Do we need an outright ban on pornography?

Peter Crory 2So lots happening just now on the pornography front. Sad though it is that these things often only get kick-started by government after a tragedy yet this must be music to the ears of most parents at least….certainly to mine!

Seems that the government have got the big internet companies to agree to support a closer watch on child pornography and Google have made a moderate commitment to identify and remove illegal content.

So are we all now on the same level? Do we all agree that pornography is bad and should be banned?

No, far from it and to be honest that’s probably not the best end result anyway. Why?….well it’s complicated!

Firstly it’s a massive issue…

According to some estimates, 30% of all internet bandwidth is used to transfer porn. Each month, porn sites get more visitors than Amazon, Twitter and Netflix combined amounting to some 450 million different hits.

Secondly it is pretty obvious that serious porn is available and accessible free of charge so very easily today on the computer and on the phone bringing it into the world of our children and young people. Sexting is also becoming a real concern among kids as early as late primary school.

Thirdly the research evidence does not show clearly that porn is bad, in fact certain studies seem to say that use of pornography can reduce the likelihood of people with certain tendencies from committing sexually violent acts.

So how do we even think about this?

 It is not healthy for our kids!

As a children’s and young people’s organisation the first thing we’ve got to say is that whether it’s the sex industry or the April Jones story or the struggle of lust faced by so many young men, pornography simply isn’t something that is adding value to young people’s lives, in fact it seems that it contributes to the opposite. If something reduces the potential in a young life and beckons addiction….we will fight it!

How do we act if we can’t totally prove it?

It’s important that we listen and acknowledge other voices of reason that present evidence against banning pornography. Yet it is also important that we decide what we wish as the values and morals in our society and what we accept as reasonable influences on our children as they grow up into adults. Regardless of the evidence there is something valid here about the Scotland we wish to shape for our children. There are also some very strong research pieces out there…see this post from the Observer in June 2013.
“Two weeks ago, the children’s commissioner for England, an independent body that has been carrying out an in-depth two-year inquiry into the exploitation of children by gangs and groups, published a report summarising the current research on porn.

Sue Berelowitz, the deputy commissioner, tells me that it was because porn kept on coming up in the evidence they were hearing.

“We identified a lot of young people who were doing things that it’s difficult to imagine they had dreamed up unless they had seen it somewhere. We had an 11-year-old girl who was raped by 10, 14- 15-year-old boys, for example, and one of them said in his witness statement to the police that it was like being in a porn film.”
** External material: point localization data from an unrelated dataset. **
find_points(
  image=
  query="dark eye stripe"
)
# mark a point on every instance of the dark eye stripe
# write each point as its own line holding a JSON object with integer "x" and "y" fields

The 40,000 research papers analysed by the report found “a correlation” between the viewing of pornographic material and those who carry out those violent acts.

“It’s also clear that children’s attitudes to sex and sexuality are being affected, sometimes at a very young age. This material is just a few clicks away. There might be parental controls on the computer at home, but it’s right there on their phones. And it’s affecting them. We’re seeing that.”

Even beyond the evidence we can make our judgements from the stories we hear from our children, from their use of phone technology and from the creeping ‘normalisation’ of the content of lads magazines on our  newsagents bottom shelves. It is very important that just because something is not proved 100% we do not sit back and do nothing!

Is it a ban we want?

No, because in our society we do need to allow room for individuals to make their own choices if they don’t affect others and even if some of those choices seem unhealthy to the rest of us.

However we do want to open a more honest debate and understanding about the proliferation and accessibility of porn on our internet and phones particularly on behalf of our children and young people. We need to further explore the early indicators that can lead to aggression and violence and their association with the use of porn.

We want parents to take greater responsibility and just a little time to monitor what their children watch and access on the computer and on their phone.

We want men, caught up in a private battle of addiction to pornography, to feel able to share the problem with another, to seek help and to work to free themselves from this hold.

We want our boys, who already so often lack those positive male role models in their lives, to develop a healthy respect for women and to avoid seeing them as sex objects.  All young people though need positive role models in and out of their family.

But above all each of us needs to decide whether we want a Scotland that reflects a set of values and morals that can shape and forge young people who we will be proud of, with integrity, respect for others and a healthy understanding of what’s right and wrong.

In the light of the values that we wish to see in Scottish society how then do we feel about the invasive nature of the porn industry? How then do we judge what we want our children exposed to?

Part of this journey for us parents is the need for our generation to raise our own awareness of how immediate access to porn can be for our children.

Let’s shape our kids future here in Scotland on the basis of a set of values and morals that we choose rather than letting a greedy global industry invade our technology and impose their version on us!